The H2O Python Module

This module provides access to the H2O JVM (and extensions thereof), its objects, its machine-learning algorithms, and modeling support (basic munging and feature generation) capabilities.

The H2O JVM sports a web server such that all communication occurs on a socket (specified by an IP address and a port) via a series of REST calls (see connection.py for the REST layer implementation and details). There is a single active connection to the H2O JVM at any one time, and this handle is stashed away out of sight in a singleton instance of H2OConnection (this is the global __H2OConn__).

The H2O python module is not intended as a replacement for other popular machine learning modules such as scikit-learn, pylearn2, and their ilk. This module is a complementary interface to a modeling engine intended to make the transition of models from development to production as seamless as possible. Additionally, it is designed to bring H2O to a wider audience of data and machine learning devotees that work exclusively with Python (rather than R or scala or Java – which are other popular interfaces that H2O supports), and are wanting another tool for building applications or doing data munging in a fast, scalable environment without any extra mental anguish about threads and parallelism.

What is H2O?

H2O is a piece of java software for data modeling and general computing. There are many different views of the H2O software, but the primary view of H2O is that of a distributed (many machines), parallel (many CPUs), in memory (several hundred GBs Xmx) processing engine.

There are two levels of parallelism:

  • within node
  • across (or between) node.

The goal, remember, is to “simply” add more processors to a given problem in order to produce a solution faster. The conceptual paradigm MapReduce (also known as “divide and conquer and combine”) along with a good concurrent application structure (c.f. jsr166y and NonBlockingHashMap) enable this type of scaling in H2O (we’re really cooking with gas now!).

For application developers and data scientists, the gritty details of thread-safety, algorithm parallelism, and node coherence on a network are concealed by simple-to-use REST calls that are all documented here. In addition, H2O is an open-source project under the Apache v2 licence. All of the source code is on github, there is an active google group mailing list, our nightly tests are open for perusal, our JIRA ticketing system is also open for public use. Last, but not least, we regularly engage the machine learning community all over the nation with a very busy meetup schedule (so if you’re not in The Valley, no sweat, we’re probably coming to you soon!), and finally, we host our very own H2O World conference. We also sometimes host hack-a-thons at our campus in Mountain View, CA. Needless to say, there is a lot of support for the application developer.

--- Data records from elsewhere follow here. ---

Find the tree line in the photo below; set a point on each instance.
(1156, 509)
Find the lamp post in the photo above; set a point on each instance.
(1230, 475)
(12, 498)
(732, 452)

In order to make the most out of H2O, there are some key conceptual pieces that are helpful to know before getting started. Mainly, it’s helpful to know about the different types of objects that live in H2O and what the rules of engagement are in the context of the REST API (which is what any non-JVM interface is all about).

Let’s get started!

The H2O Object System

H2O sports a distributed key-value store (the “DKV”), which contains pointers to the various objects that make up the H2O ecosystem. The DKV is a kind of biosphere in that it encapsulates all shared objects (though, it may not encapsulate all objects). Some shared objects are mutable by the client; some shared objects are read-only by the client, but mutable by H2O (e.g. a model being constructed will change over time); and actions by the client may have side-effects on other clients (multi-tenancy is not a supported model of use, but it is possible for multiple clients to attach to a single H2O cloud).

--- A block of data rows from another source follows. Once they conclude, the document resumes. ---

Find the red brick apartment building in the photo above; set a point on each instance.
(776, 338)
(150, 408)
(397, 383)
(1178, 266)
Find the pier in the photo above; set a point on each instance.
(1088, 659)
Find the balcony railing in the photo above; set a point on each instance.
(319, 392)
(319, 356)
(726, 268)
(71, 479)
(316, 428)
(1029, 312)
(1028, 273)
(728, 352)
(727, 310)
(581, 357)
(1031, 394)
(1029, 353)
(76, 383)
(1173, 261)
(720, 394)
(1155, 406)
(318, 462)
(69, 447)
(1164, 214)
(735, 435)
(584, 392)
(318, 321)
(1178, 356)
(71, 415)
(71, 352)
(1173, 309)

Briefly, these objects are:

  • Key: A key is an entry in the DKV that maps to an object in H2O.
  • Frame: A Frame is a collection of Vec objects. It is a 2D array of elements.
  • Vec: A Vec is a collection of Chunk objects. It is a 1D array of elements.
  • Chunk: A Chunk holds a fraction of the BigData. It is a 1D array of elements.
  • ModelMetrics: A collection of metrics for a given category of model.
  • Model: A model is an immutable object having predict and metrics methods.
  • Job: A Job is a non-blocking task that performs a finite amount of work.

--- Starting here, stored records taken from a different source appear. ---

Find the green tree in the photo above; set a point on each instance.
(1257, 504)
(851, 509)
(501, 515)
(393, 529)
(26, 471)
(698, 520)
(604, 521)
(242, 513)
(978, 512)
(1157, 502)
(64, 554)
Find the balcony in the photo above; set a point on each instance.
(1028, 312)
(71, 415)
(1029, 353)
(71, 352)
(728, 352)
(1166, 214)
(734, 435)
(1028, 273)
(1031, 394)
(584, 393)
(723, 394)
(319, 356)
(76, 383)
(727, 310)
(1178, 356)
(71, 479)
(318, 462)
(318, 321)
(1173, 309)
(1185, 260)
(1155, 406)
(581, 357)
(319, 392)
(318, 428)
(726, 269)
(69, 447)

Many of these objects have no meaning to an end python user, but in order to make sense of the objects available in this module it is helpful to understand how these objects map to objects in the JVM (because after all, this module is an interface that allows the manipulation of a distributed system).

Objects In This Module

The objects that are of primary concern to the python user are (in order) Keys, Frames, Vecs, Models, ModelMetrics, and to a lesser extent Jobs. Each of these objects are described in greater detail throughout this documentation, but a few brief notes are warranted here.

H2OFrame

An H2OFrame is 2D array of uniformly-typed columns. Data in H2O is compressed (often achieving 2-4x better compression the gzip on disk) and is held in the JVM heap (i.e. data is “in memory”), and not in the python process local memory.. The H2OFrame is an iterable (supporting list comprehensions) wrapper around a list of H2OVec objects. All an H2OFrame object is, therefore, is a wrapper on a list that supports various types of operations that may or may not be lazy. Here’s an example showing how a list comprehension is combined with lazy expressions to compute the column means for all columns in the H2OFrame:

>>> df = h2o.import_frame(path="smalldata/logreg/prostate.csv")  # import prostate data
>>>
>>> colmeans = [v.mean().eager() for v in a]                     # compute column means eagerly
>>>
>>> colmeans                                                     # print the results
[5.843333333333335, 3.0540000000000007, 3.7586666666666693, 1.1986666666666672]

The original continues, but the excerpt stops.